Vol. 8 No. 5 (2020): BUSINESS & MANAGEMENT STUDIES: AN INTERNATIONAL JOURNAL
Articles

RISK MANAGEMENT BY PORTFOLIO OPTIMIZATION IN INTERNATIONAL STOCK MARKETS

Gülçin ÇÖMEZ
Lect., Bandırma Onyedi Eylül University
Çağatay Başarır, Doç. Dr.
Assoc. Prof. Dr., Bandırma Onyedi Eylül University

Published 2020-12-25

Keywords

  • Portföy Optimizasyonu,
  • Ortalama Varyans Modeli,
  • Risk ve Getiri,
  • Uluslararası Çeşitlendirme,
  • Portfolio Optimization Mean-Variance Model Risk and Return International Diversification

How to Cite

ÇÖMEZ, G., & BAŞARIR, Çağatay. (2020). RISK MANAGEMENT BY PORTFOLIO OPTIMIZATION IN INTERNATIONAL STOCK MARKETS. Business & Management Studies: An International Journal, 8(5), 4157-4174. https://doi.org/10.15295/bmij.v8i5.1641

Abstract

  1. INTRODUCTION

 

Risk minimization journey for investors has two objectives. The first one is return maximization, and the second one is decreasing portfolio risk. The most common solution for risk minimization is portfolio diversification. Investors may divide their savings into different investment assets by diversification. By diversification, investors can invest different financial assets from different sectors, countries and types. However, investors only aim to optimize their risks.

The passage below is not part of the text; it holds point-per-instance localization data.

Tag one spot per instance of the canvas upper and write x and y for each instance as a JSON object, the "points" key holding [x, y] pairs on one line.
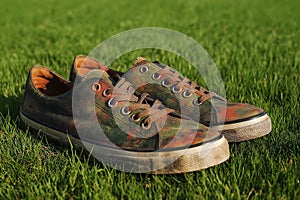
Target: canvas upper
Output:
{"points": [[129, 121], [177, 92]]}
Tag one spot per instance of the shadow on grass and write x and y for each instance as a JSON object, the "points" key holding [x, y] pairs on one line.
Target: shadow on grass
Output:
{"points": [[10, 105]]}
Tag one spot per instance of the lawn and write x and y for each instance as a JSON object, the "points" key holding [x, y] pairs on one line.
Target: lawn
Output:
{"points": [[255, 45]]}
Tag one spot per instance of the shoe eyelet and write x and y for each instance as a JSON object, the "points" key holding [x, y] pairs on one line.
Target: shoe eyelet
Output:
{"points": [[155, 76], [125, 111], [176, 90], [165, 83], [96, 87], [111, 104], [197, 102], [146, 127], [186, 94], [105, 92], [135, 118], [144, 69]]}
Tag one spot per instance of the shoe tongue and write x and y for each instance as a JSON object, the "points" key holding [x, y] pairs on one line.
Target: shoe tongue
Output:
{"points": [[141, 61]]}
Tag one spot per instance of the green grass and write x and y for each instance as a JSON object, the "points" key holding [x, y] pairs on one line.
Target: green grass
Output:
{"points": [[255, 44]]}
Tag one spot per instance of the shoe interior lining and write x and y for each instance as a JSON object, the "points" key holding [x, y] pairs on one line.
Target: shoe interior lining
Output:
{"points": [[49, 83], [84, 64]]}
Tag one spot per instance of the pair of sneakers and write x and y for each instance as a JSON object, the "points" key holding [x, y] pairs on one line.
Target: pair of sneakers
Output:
{"points": [[149, 119]]}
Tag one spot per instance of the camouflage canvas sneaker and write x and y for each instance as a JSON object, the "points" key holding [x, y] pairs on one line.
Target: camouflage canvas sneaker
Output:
{"points": [[121, 129], [237, 121]]}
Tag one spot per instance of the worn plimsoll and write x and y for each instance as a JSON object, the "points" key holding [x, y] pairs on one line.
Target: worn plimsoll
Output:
{"points": [[136, 132], [237, 121]]}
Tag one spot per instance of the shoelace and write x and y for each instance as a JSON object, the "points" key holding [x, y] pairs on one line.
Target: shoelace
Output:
{"points": [[145, 113], [184, 85]]}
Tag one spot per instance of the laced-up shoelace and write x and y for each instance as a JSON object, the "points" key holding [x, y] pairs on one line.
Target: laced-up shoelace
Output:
{"points": [[184, 85], [145, 113]]}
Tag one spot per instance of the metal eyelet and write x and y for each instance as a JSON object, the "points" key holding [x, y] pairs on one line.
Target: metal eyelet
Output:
{"points": [[105, 92], [165, 83], [197, 102], [133, 117], [125, 111], [96, 87], [110, 101], [146, 127], [155, 76], [176, 90], [144, 69], [186, 94]]}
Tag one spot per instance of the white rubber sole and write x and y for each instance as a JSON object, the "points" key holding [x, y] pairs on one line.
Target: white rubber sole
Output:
{"points": [[157, 162], [247, 130]]}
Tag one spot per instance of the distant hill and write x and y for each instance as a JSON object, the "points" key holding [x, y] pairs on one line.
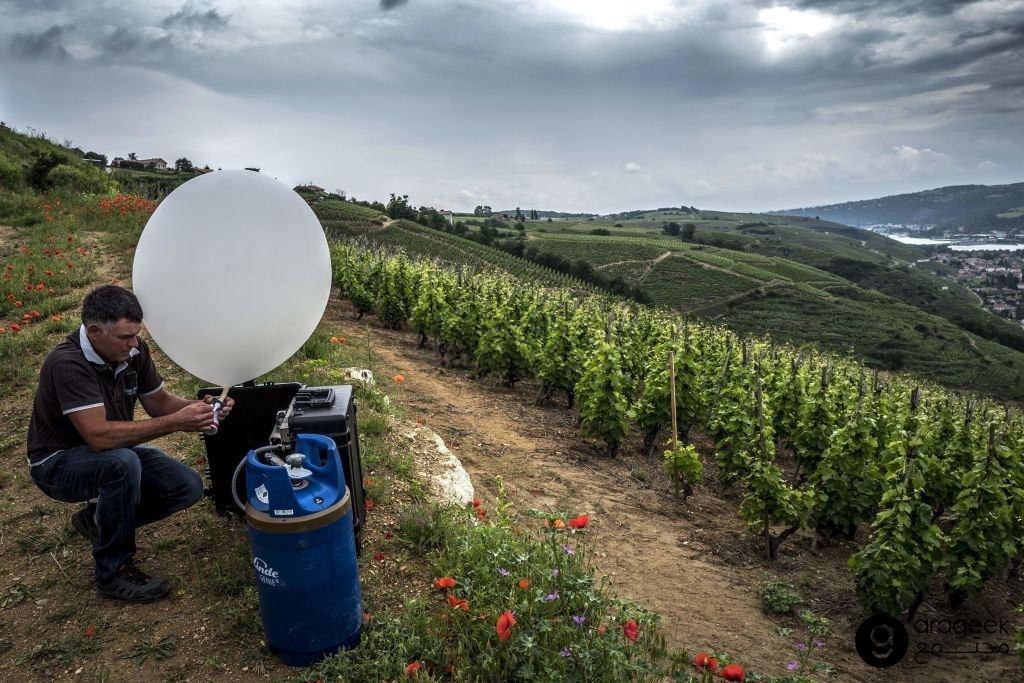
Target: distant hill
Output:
{"points": [[800, 280], [956, 209]]}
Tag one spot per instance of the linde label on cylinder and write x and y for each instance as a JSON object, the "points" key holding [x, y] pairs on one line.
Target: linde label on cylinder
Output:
{"points": [[299, 515]]}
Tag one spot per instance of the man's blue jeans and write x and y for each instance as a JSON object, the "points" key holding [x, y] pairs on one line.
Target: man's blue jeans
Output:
{"points": [[134, 486]]}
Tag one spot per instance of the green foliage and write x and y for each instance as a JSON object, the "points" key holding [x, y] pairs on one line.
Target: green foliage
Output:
{"points": [[502, 349], [777, 597], [425, 527], [78, 179], [652, 410], [768, 500], [683, 466], [893, 570], [986, 535], [609, 354], [847, 481], [603, 407], [566, 625], [10, 172]]}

Markowitz defines optimum portfolios which have minimum risk and maximum return. Additionally, diversification for portfolio optimization is the key point.  It is stated that portfolios diversified by low correlated financial instruments may lead to reduce portfolio risk and increase portfolio return.

Markowitz's mean-variance portfolio optimization method has contributed to modern investment theory literature, and this approach has been practised for several times to obtain optimum diversified portfolios. Optimum portfolios lead to risk optimization and return maximization.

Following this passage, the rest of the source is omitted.